Dude, Where's My Czar?
Add Melissa Hathaway to the list of cybersecurity experts who don’t want the job of White House cybersecurity czar. Hathaway, a former Bush administration official who led President Obama’s recent 60-day review of the federal government’s cybersecurity efforts, was thought to be a leading contender for the position. But according to The Wall Street Journal, she asked not to be considered for that post about two weeks ago, citing personal reasons. And now she’s resigned her current post as well.
An odd turn of events, considering Hathaway led the administration’s 60-day review of governmentwide cybersecurity preparedness and seemed its likely choice to head up the new cybersecurity office. With the post now vacant and the list of candidates who’ve been considered for the job rumored to have reached at least 30, the administration may have a tough time finding the right person for this difficult job–and convincing him or her to accept it.

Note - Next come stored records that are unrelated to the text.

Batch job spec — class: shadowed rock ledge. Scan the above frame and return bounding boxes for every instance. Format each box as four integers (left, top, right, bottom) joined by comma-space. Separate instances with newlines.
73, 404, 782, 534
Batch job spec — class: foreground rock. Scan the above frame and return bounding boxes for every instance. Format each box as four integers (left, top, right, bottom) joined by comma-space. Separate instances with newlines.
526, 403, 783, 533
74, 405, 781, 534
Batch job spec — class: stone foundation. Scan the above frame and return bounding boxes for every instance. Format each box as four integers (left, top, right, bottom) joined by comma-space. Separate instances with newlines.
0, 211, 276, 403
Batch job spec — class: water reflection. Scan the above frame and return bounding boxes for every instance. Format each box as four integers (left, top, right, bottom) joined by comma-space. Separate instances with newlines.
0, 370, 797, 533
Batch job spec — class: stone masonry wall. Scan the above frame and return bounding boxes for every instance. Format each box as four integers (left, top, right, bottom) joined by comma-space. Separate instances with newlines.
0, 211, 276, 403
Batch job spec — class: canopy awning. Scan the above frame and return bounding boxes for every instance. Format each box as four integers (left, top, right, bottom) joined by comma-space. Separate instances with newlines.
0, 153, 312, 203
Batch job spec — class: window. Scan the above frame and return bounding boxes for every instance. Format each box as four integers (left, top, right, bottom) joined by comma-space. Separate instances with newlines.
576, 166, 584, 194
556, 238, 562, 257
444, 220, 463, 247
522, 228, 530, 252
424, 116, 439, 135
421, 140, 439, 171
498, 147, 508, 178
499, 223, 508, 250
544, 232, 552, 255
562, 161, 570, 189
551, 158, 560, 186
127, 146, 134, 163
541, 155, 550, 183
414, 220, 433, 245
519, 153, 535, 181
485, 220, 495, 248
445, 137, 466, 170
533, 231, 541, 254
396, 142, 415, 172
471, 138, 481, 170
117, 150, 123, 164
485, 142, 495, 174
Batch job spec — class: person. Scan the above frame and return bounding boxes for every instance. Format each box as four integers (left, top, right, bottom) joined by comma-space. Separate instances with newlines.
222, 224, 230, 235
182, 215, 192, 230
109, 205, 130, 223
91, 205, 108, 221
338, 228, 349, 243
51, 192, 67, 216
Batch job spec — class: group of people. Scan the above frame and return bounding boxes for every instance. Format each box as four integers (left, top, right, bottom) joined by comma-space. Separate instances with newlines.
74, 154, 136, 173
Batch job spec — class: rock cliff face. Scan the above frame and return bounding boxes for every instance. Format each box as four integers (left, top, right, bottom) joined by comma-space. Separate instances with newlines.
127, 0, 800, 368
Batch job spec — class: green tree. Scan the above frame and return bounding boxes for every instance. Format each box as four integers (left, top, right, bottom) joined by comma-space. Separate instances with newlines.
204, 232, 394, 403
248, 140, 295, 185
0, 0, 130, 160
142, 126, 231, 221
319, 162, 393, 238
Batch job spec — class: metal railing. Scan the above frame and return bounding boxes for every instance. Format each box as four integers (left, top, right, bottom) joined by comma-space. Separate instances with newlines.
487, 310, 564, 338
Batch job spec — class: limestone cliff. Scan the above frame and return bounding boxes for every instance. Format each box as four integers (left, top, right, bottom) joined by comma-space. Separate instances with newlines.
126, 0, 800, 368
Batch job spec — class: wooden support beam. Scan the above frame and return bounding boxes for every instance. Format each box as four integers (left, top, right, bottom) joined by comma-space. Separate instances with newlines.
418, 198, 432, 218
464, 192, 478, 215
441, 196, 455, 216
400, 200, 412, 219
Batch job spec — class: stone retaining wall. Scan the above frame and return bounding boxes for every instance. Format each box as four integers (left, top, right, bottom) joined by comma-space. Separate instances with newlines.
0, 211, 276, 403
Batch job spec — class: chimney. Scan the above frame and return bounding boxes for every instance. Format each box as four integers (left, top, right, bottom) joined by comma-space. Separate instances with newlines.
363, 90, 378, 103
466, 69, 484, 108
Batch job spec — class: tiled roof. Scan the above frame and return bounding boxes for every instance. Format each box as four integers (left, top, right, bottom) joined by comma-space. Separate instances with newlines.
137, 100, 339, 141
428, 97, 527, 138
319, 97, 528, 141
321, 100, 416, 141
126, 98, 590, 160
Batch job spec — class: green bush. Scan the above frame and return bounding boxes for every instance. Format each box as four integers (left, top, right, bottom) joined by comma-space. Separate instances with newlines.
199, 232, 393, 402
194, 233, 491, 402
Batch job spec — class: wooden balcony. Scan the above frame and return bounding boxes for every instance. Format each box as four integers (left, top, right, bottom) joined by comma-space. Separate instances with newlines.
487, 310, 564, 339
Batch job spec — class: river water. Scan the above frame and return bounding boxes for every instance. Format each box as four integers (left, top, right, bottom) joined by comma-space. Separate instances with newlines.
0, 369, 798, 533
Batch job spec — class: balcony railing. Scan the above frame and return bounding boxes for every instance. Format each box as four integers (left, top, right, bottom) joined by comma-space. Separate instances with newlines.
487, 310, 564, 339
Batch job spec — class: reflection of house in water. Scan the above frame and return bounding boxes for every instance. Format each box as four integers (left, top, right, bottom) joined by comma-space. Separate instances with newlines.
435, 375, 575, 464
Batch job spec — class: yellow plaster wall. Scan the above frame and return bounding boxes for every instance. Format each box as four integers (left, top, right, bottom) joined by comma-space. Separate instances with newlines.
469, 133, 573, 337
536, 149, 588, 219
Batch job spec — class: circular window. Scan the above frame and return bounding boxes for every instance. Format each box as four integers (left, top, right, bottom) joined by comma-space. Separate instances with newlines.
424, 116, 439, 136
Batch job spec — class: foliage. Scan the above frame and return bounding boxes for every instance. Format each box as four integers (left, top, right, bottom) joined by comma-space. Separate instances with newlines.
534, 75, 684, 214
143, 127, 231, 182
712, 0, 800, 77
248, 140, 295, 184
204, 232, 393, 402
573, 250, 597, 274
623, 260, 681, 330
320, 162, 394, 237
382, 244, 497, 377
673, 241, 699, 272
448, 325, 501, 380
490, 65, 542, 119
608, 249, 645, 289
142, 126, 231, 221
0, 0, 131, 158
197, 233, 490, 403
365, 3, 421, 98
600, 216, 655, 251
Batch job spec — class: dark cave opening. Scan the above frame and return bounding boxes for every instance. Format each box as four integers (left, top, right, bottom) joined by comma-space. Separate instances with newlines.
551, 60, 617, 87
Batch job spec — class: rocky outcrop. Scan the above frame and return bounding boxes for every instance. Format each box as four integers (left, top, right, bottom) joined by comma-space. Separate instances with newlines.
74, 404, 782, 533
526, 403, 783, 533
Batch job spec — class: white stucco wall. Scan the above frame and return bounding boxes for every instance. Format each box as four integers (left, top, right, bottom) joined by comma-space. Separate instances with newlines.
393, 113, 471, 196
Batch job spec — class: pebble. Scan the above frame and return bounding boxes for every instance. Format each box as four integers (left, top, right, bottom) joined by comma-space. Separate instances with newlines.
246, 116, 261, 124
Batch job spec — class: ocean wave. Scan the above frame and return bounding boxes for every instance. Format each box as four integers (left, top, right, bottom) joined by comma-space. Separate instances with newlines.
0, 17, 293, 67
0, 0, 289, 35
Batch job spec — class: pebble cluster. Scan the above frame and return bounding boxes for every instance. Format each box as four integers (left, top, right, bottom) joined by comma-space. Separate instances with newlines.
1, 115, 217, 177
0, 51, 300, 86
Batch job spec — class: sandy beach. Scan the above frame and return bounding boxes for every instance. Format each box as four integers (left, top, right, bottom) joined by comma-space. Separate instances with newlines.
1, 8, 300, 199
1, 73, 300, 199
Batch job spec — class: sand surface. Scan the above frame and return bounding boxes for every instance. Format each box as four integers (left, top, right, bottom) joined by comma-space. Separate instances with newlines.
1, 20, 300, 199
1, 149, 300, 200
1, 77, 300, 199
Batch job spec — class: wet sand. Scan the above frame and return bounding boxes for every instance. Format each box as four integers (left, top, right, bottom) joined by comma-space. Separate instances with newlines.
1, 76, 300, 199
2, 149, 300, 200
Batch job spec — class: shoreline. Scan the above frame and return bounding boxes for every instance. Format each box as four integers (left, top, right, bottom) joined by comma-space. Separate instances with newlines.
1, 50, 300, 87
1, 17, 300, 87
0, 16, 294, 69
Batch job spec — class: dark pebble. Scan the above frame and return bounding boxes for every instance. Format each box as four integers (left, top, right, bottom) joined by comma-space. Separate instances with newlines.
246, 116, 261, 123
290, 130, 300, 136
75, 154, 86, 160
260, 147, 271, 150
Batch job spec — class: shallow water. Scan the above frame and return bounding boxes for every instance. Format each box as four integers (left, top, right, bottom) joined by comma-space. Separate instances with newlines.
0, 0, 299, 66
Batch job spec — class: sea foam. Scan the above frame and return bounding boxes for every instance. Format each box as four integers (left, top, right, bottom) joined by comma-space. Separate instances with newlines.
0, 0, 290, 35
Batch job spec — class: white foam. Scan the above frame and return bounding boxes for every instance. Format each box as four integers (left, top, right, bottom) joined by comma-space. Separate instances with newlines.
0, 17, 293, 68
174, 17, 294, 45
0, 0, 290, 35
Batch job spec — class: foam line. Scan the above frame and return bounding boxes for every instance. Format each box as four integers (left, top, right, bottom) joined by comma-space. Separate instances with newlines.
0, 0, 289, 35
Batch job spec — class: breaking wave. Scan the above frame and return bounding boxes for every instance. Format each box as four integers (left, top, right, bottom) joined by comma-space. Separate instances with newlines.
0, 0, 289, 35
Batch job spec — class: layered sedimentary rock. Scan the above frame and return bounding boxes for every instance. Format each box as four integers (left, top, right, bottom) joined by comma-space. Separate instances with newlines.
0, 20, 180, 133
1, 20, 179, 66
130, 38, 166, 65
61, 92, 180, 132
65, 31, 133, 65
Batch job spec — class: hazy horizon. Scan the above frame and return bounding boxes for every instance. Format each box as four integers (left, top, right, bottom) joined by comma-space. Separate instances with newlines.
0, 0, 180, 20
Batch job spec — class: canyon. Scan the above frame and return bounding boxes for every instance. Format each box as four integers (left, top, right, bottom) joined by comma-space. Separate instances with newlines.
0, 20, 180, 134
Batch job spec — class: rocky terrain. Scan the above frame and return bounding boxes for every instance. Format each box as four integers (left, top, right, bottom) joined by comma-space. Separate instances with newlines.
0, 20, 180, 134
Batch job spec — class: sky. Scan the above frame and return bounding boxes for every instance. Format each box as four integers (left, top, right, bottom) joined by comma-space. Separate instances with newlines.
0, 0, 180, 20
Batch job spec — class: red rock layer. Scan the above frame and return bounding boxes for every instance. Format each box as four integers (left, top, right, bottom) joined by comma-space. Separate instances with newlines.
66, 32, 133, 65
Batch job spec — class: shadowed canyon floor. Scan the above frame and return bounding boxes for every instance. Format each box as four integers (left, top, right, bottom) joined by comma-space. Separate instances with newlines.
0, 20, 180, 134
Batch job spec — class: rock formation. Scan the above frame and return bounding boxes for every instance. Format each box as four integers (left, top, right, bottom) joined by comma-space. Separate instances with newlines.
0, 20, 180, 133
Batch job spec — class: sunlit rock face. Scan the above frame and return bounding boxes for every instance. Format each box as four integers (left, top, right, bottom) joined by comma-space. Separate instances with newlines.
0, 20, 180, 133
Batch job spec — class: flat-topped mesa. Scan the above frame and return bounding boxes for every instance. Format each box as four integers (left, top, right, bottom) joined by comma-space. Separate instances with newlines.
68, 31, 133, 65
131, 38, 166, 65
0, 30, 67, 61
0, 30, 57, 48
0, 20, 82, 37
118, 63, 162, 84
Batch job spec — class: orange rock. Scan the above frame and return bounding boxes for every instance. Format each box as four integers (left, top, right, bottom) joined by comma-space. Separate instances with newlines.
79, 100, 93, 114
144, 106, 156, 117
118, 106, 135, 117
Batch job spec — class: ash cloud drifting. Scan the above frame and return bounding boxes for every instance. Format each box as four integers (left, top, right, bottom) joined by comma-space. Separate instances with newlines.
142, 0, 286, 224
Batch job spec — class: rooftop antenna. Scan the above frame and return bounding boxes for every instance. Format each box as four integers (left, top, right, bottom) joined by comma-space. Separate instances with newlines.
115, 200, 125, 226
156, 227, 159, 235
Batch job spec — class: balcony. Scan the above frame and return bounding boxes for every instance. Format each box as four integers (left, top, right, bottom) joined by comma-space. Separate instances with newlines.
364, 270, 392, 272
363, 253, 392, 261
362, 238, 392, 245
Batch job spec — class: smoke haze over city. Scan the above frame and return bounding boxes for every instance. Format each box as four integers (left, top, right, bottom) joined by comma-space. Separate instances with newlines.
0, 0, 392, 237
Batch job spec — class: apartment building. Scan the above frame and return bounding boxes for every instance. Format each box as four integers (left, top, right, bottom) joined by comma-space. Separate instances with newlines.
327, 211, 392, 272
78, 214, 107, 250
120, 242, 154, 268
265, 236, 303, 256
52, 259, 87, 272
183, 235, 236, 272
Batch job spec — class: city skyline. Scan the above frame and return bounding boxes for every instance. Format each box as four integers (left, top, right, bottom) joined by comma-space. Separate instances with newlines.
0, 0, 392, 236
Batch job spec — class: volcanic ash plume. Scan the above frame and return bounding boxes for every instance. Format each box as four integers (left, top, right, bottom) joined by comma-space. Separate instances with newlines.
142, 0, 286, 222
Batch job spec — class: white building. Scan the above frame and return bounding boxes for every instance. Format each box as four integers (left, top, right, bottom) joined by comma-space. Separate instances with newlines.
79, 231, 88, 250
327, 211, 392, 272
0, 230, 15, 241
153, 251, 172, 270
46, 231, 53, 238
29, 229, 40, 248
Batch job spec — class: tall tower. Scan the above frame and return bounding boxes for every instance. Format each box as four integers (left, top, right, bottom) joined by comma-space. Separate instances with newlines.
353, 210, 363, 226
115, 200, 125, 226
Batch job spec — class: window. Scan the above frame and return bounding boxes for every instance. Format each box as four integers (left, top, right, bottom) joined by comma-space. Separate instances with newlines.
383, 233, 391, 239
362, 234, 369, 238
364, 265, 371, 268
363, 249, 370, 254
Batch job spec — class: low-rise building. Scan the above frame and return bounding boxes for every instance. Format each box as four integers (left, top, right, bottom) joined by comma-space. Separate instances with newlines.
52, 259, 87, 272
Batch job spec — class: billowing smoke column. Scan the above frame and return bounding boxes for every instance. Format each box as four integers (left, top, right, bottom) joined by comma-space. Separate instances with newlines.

“As it stands right now, the cyber czar would have two bosses, the National Security Council and National Economic Council, as well as a chief information officer and chief technology officer,” Greg Garcia, former assistant secretary for cybersecurity and communications at the Department of Homeland Security, told Dark Reading. “In addition, that individual would have to herd all of the cats at DHS and other agencies. Those are big shoes to fill–in fact, I’m skeptical that anyone could succeed in the [cyber czar] job.”
And Garcia’s not the only one. Among other potential candidates who’ve reportedly told the White House they’re not interested: former Republican U.S. Representative Tom Davis of northern Virginia, Microsoft (MSFT) executive Scott Charney, Symantec (SYMC) Chairman John Thompson and retired Air Force General Harry Raduege Jr., the former Defense Information Systems Agency director and co-chair of the Commission on Cybersecurity for the 44th Presidency.